A philosophy I developed years ago which is explained in my post Meetings are Effective, If Everyone Gets What They Want I believe that going into a meeting, everyone wants something and a successful leader/moderator understands that and does his/her best to provide that. Just like meetings, my philosophy applies to presentations and trainings. Participants and presenters in a presentation or training session, whether in-person, virtual, in a group, or one-on-one want something from that exchange; to learn something new, to get their specific question(s) answered, to get their point across or something else.
I found an article recently which aligns with my philosophy. The article recommends when presenting to CIOs, which is just a generalized type of very busy person, you (as the presenter) should begin with your message, and then, if time and interest permits, give them the background for that message.
When I lead technology training sessions, I try to ask each participant at the beginning of the session if they have any questions or want some specific information from the training. If I can answer the person’s question or give them the information quickly I do that, then they can either leave (which doesn’t bother me, because my goal is help them) or remain in the session with an open mind and be more open to hearing what I have to say.
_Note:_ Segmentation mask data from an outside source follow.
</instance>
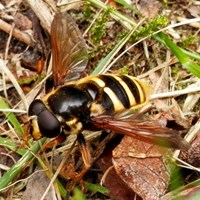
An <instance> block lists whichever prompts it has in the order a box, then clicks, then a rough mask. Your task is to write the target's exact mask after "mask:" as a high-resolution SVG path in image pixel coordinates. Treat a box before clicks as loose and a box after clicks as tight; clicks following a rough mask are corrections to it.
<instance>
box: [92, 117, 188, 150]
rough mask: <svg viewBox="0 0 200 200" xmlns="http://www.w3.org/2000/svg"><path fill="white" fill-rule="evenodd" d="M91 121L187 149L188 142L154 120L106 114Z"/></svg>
mask: <svg viewBox="0 0 200 200" xmlns="http://www.w3.org/2000/svg"><path fill="white" fill-rule="evenodd" d="M91 120H92V123H93V124H94V125H95V126H96V127H98V128H101V129H103V130H106V129H107V130H111V131H115V132H117V133H121V134H124V135H127V136H130V137H134V138H137V139H139V140H142V141H145V142H149V143H154V144H158V145H161V146H165V147H171V148H176V149H188V148H189V144H188V143H187V142H186V141H185V140H184V139H183V138H182V137H181V136H180V135H179V133H178V131H174V130H172V129H169V128H167V127H162V126H160V125H158V124H157V123H156V122H155V121H147V120H141V119H137V118H135V117H133V116H132V117H130V118H122V119H121V118H117V117H113V116H108V115H101V116H94V117H92V119H91Z"/></svg>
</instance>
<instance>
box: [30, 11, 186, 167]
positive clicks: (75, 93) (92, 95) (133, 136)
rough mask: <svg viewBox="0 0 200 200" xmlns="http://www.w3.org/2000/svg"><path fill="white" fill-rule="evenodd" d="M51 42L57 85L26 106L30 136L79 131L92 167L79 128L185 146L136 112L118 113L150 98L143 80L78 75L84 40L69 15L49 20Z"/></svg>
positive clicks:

This concept also makes be think about how meetings/trainings and informative presentations are very different from storytelling type presentations such as TED Talks. Ever since reading the book Presentation Zen, which I talk about in my posts Good Presentations and Storytelling Where?, I realized that there is a difference. Unfortunately I have not been able to figure out the best way to tell a story during a meeting, technical training or informative presentation. I’m open to other’s ideas on this topic.